Vlaams minister Ben Weyts heeft in samenwerking met de slachthuisfederatie FEBEV een pakket maatregelen vastgelegd om het dierenwelzijn in de Vlaamse slachthuizen te versterken. De sector engageert zich om concrete stappen te zetten die het dierenwelzijn binnen de slachtinrichtingen verbeteren.
Zo zullen de leden van FEBEV aangestuurd worden om camera’s te plaatsen op strategische locaties voor het dierenwelzijn (de losplaats, de stalomgeving, de drijfgang, de verdoving en de steekplaats).
De ‘animal welfare officer’ (AWO), die binnen het bedrijf toezicht houdt op het dierenwelzijn, krijgt zeker toegang tot alle beelden.De AWO krijgt ook een sterkere en meer onafhankelijke positie binnen het bedrijf. Concreet wordt deze AWO een staffunctie. De toezichthouder zal zo deel worden van het management van het slachthuis. Er wordt ook nog bekeken of de toezichthouder een speciaal statuut kan krijgen, naar analogie met het klokkenluidersstatuut. De werkgever kan dan geen disciplinaire maatregelen meer nemen als de AWO een geval van dierenmishandeling aan het licht brengt.

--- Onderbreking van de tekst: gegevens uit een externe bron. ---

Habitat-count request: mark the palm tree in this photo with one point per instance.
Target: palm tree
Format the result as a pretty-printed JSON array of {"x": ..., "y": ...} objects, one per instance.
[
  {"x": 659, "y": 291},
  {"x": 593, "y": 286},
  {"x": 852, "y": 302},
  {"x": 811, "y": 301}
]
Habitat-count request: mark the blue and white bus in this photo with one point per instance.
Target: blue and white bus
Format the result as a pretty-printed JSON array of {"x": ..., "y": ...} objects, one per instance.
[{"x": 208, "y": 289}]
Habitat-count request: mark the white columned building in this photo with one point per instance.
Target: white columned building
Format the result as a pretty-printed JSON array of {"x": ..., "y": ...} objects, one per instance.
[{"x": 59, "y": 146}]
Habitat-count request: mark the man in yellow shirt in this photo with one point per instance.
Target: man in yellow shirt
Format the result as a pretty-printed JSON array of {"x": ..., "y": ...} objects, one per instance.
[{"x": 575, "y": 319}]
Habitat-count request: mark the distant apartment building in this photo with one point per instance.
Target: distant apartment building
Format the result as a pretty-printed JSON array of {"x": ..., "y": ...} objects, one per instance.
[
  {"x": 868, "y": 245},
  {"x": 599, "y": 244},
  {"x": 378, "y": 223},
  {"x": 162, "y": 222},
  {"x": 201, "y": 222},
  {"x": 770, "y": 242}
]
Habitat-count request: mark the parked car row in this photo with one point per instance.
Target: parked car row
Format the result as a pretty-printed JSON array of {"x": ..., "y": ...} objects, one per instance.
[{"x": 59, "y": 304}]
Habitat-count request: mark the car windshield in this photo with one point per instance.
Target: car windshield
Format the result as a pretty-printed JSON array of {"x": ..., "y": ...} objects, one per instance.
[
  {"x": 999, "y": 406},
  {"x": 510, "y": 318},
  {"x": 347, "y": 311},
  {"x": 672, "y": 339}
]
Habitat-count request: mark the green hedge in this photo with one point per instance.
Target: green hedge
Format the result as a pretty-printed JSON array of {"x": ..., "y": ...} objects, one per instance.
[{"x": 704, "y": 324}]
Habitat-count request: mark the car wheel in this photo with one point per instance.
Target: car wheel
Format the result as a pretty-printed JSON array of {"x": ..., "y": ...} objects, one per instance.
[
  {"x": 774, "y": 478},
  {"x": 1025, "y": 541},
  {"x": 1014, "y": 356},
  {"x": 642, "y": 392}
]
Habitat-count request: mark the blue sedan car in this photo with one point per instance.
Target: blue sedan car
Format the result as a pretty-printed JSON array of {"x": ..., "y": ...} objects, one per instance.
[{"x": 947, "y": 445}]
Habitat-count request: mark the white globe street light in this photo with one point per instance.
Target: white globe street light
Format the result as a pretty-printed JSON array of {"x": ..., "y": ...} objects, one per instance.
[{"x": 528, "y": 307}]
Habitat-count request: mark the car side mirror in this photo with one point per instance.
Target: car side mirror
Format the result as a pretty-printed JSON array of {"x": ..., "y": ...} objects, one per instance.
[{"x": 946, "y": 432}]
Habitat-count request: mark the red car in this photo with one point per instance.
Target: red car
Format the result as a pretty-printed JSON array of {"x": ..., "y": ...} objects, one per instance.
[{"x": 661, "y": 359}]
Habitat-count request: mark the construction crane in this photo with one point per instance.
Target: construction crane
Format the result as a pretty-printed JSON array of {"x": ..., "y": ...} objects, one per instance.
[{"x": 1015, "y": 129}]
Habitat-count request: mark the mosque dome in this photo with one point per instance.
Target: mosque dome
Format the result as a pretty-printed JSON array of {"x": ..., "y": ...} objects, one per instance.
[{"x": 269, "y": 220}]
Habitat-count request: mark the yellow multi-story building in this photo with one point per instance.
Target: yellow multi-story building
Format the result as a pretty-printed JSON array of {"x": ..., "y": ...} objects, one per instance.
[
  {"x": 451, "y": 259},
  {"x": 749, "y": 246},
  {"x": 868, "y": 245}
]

Er wordt ook geïnvesteerd in de expertise van de personeelsleden die in aanraking komen met de levende dieren. De opleidingsfrequentie wordt verhoogd. Er wordt gewerkt aan in-house opleidingen en periodieke opfristrainingen.
Er komt tot slot een grondige doorlichting van alle slachthuizen. Een audit die elke stap van het proces, van vrachtwagen tot slachtplaats, onder de loep zal nemen in functie van meer dierenwelzijn. De diensten van Weyts gaan daarvoor samenwerken met de Thomas More Hogeschool (Associatie KULeuven), die ook al bezig is met een ontleding van het slachthuis in Tielt. Nog voor het einde van 2017 moeten alle Vlaamse slachthuizen doorgelicht zijn.